Analysis of ordinal categorical data / Alan Agresti.—2nd ed.

p. cm.

Includes bibliographical references and index.

ISBN 978-0-470-08289-8 (cloth)

1. Multivariate analysis. I. Title.

QA278.A35 2010

519.5′35—dc22

2009038760

Preface

In recent years methods for analyzing categorical data have matured considerably in their development. There has been a tremendous increase in the publication of research articles on this topic. Several books on categorical data analysis have introduced the methods to audiences of nonstatisticians as well as to statisticians, and the methods are now used frequently by researchers in areas as diverse as sociology, public health, and wildlife ecology. Yet some types of methods are still in the process of development, such as methods for clustered data, Bayesian methods, and methods for sparse data sets with large numbers of variables.

What distinguishes this book from others on categorical data analysis is its emphasis on methods for response variables having ordered categories, that is, ordinal variables. Specialized models and descriptive measures are discussed that use the information on ordering efficiently. These ordinal methods make possible simpler description of the data and permit more powerful inferences about population characteristics than do models for nominal variables that ignore the ordering information.

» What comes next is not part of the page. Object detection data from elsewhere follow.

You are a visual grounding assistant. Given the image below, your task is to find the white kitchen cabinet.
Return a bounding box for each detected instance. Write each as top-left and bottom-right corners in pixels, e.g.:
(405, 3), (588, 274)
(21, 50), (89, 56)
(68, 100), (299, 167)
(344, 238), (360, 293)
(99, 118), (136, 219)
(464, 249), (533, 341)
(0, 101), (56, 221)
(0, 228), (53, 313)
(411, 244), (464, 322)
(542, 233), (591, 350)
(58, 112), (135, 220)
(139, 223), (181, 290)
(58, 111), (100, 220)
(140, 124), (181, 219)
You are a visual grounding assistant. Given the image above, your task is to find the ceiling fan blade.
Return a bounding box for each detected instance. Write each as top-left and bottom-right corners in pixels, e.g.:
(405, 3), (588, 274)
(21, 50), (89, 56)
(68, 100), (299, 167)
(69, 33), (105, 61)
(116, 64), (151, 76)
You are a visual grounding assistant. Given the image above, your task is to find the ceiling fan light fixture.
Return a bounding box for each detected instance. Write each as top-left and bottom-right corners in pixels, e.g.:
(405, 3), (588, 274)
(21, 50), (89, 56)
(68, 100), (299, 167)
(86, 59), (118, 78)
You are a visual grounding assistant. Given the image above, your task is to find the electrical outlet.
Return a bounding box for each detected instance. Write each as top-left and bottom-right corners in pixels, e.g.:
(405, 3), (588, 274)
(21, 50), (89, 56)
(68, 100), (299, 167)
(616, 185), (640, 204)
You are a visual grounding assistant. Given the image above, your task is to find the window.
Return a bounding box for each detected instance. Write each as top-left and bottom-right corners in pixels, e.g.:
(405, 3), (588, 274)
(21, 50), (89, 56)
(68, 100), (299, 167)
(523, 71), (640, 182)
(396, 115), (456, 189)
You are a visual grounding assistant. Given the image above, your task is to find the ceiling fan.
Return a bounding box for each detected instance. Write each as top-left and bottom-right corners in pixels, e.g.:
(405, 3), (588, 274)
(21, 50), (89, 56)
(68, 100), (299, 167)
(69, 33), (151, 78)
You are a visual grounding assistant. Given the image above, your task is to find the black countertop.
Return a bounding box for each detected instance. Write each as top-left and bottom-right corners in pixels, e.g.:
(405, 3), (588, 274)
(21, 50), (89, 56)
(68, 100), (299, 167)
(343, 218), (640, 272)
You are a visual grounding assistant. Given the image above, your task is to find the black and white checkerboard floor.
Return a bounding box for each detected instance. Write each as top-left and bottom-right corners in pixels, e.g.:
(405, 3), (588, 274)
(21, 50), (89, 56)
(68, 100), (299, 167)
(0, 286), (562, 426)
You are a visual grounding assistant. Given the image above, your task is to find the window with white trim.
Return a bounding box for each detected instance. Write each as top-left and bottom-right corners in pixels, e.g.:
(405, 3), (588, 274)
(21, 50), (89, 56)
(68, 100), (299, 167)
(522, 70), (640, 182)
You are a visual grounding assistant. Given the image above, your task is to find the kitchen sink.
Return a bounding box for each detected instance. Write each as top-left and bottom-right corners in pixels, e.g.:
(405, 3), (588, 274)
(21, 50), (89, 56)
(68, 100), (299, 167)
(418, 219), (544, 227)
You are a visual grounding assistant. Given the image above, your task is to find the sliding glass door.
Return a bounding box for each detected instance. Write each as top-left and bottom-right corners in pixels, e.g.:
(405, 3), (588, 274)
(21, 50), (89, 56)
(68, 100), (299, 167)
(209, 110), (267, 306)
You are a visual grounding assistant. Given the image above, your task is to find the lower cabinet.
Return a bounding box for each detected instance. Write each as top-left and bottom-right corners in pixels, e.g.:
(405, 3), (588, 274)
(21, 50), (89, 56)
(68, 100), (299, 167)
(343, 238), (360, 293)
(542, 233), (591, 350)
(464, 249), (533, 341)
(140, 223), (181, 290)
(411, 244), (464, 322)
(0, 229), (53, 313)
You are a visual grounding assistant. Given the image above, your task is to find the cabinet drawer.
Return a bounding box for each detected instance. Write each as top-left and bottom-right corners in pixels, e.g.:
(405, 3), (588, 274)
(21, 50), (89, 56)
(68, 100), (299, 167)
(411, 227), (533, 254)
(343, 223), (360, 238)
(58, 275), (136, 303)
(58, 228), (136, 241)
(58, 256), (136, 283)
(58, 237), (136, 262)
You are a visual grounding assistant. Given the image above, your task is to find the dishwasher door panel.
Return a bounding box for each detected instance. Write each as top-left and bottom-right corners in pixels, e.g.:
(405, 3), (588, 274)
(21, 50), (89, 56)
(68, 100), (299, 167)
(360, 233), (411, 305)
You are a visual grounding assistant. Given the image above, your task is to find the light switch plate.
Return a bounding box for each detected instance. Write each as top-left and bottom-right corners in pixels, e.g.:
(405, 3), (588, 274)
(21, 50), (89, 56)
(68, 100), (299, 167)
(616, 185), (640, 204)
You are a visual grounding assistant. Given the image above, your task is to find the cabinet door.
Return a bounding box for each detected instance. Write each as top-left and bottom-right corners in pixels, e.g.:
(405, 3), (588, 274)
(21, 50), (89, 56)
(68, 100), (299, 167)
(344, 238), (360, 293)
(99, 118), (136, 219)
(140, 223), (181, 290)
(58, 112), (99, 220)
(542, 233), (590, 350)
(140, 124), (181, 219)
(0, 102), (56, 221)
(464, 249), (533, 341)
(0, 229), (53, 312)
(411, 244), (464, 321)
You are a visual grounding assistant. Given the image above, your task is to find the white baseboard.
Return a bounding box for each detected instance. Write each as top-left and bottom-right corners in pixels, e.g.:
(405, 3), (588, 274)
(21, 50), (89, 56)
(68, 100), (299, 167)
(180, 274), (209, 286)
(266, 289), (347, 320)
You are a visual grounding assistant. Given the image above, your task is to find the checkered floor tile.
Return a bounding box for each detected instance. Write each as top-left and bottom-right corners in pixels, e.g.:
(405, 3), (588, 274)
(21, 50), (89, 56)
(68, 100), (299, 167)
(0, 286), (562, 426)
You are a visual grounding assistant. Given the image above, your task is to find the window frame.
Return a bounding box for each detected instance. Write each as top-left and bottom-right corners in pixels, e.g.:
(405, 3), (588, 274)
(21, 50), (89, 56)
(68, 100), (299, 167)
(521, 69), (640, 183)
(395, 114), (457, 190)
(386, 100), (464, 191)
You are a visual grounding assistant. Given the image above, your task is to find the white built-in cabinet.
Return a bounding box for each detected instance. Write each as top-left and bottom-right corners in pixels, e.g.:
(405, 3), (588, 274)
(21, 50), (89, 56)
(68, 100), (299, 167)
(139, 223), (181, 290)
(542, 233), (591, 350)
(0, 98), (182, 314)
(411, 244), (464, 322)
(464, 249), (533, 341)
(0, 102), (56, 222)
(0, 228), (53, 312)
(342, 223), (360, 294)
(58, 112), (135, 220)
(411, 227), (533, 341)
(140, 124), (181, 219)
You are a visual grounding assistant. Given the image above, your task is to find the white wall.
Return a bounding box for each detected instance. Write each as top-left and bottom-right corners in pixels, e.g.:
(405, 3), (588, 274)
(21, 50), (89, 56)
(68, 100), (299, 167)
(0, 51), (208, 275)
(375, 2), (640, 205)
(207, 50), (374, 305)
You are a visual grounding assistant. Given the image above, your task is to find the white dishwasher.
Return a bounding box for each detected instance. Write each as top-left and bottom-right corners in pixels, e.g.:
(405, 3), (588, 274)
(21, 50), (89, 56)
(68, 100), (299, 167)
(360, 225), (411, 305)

This is the second edition of a book published originally in 1984. At that time many statisticians were unfamiliar with the relatively new modeling methods for categorical data analysis, so the early chapters of the first edition introduced generalized linear modeling topics such as logistic regression and loglinear models. Since many books now provide this information, this second edition takes a different approach, assuming that the reader already has some familiarity with the basic methods of categorical data analysis. These methods include descriptive summaries using odds ratios, inferential methods including chi-squared tests of the hypotheses of independence and conditional independence, and logistic regression modeling, such as presented in Chapters 1 to 6 of my books An Introduction to Categorical Data Analysis (2nd ed., Wiley, 2007) and Categorical Data Analysis (2nd ed., Wiley, 2002).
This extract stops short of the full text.